Por lo tanto, y si tuviéramos que formar un tribunal más de 150 años después del suceso (una idea bastante absurda, en cualquier caso, aunque parece que nos veamos empujados a tal anacronismo), pienso que a Darwin se le permitiría franquear las puertas del Paraíso, tal vez con una breve estancia en el purgatorio para reflexionar acerca del paternalismo. ¿Cuál, pues, es el antídoto contra el paternalismo y sus versiones modernas, todas ellas resultantes del insuficiente aprecio por las diferencias humanas (combinado con una ecuación excesivamente inmediata que equipara las características propias, en gran medida accidentales, a la virtud universal)? ¿Cuál, si no el estudio directo, justo y profundo de la diversidad cultural, que además constituye, al margen de sus virtudes relativas a la educación moral, la materia más fascinante del mundo?
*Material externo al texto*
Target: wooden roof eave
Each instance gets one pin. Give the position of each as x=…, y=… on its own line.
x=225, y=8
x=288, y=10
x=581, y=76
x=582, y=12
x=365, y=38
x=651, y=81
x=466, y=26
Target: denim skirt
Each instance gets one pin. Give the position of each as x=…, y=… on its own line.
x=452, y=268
Esta es la auténtica cuestión. La cuestión que subyace en nuestro valioso movimiento moderno en defensa del pluralismo en el estudio de la literatura y la historia, en defensa del conocimiento de la cultura y la obra de las minorías y de los grupos despreciados, convertidos en invisibles por el saber tradicional.

No puedo negar que en ocasiones se hayan perpetrado abusos en nombre de esta buena causa, por parte de gente dedicada con excesiva pasión a su defensa; ¿qué hay de nuevo en ello? Pero el empeño de algunos reaccionarios todavía más entusiastas por distorsionar y caricaturizar este movimiento, tildándolo de fascismo de izquierdas pero «correcto políticamente», equivale a una cínica cortina de humo destinada a ocultar una lucha por el poder y por el control de los planes de estudio. Sí, Shakespeare ante todo y para siempre (y Darwin también). Pero enseñemos también la excelencia de las técnicas de rastreo de los pigmeos y de la supervivencia de los fueguinos bajo las condiciones climáticas más duras del mundo. La dignidad y la inspiración se revelan bajo muchas formas. ¿Preferiría alguien el vocinglero patriotismo de George Armstrong Custer a la elocuencia del jefe Joseph [4] tras la derrota?
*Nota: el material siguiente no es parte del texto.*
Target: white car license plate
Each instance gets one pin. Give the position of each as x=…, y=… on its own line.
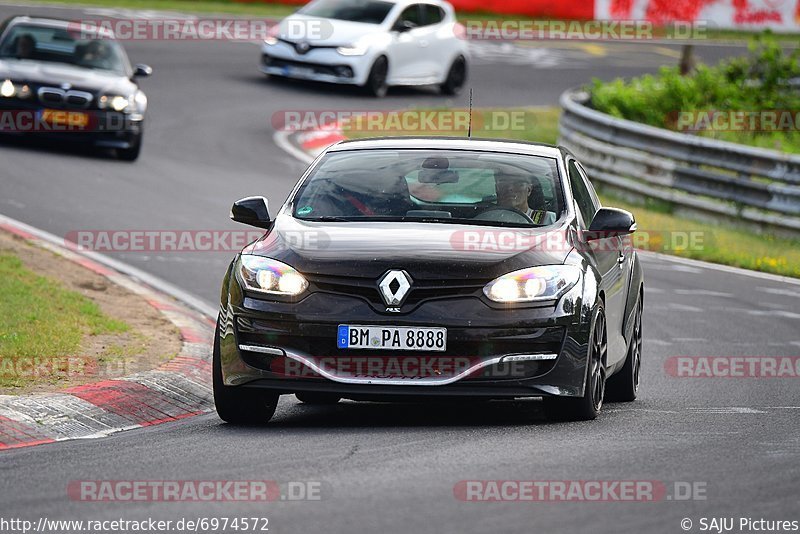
x=392, y=338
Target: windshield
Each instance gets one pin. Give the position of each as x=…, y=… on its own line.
x=437, y=186
x=42, y=43
x=367, y=11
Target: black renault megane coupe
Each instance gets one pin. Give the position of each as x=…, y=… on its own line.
x=70, y=81
x=432, y=268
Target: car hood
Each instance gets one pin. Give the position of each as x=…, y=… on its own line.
x=329, y=32
x=425, y=250
x=41, y=72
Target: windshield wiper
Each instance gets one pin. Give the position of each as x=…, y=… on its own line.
x=326, y=218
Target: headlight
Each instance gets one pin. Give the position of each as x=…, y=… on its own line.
x=355, y=50
x=536, y=283
x=117, y=103
x=270, y=276
x=7, y=89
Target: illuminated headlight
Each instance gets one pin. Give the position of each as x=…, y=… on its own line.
x=270, y=276
x=117, y=103
x=7, y=89
x=549, y=282
x=355, y=50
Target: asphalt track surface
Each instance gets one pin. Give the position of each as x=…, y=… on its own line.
x=393, y=468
Pensemos, para acabar, en una última frase darwiniana, tal vez la mejor, tomada del capítulo sobre la esclavitud de Viaje del Beagle. Aprendemos sobre la diversidad no sólo para aceptarla, sino también para comprender:
Si la miseria de nuestros pobres no es causada por las leyes de la naturaleza sino por nuestras instituciones, cuan grande es nuestro pecado.
Ocho cerditos. Reflexiones sobre historia natural

NOTAS:

[1] El meliorismo es una doctrina filosófica según la cual el mundo tiende a mejorar y el hombre puede contribuir a ello con su esfuerzo.

[2] Catedral de York, Botón de Palanca y Cesto Fueguino.

[3] En la mitología hindú, «avatar» es una de las diversas encarnaciones de un dios.

[4] Jefe de los nez percé, amerindios de la frontera entre Estados Unidos y Canadá.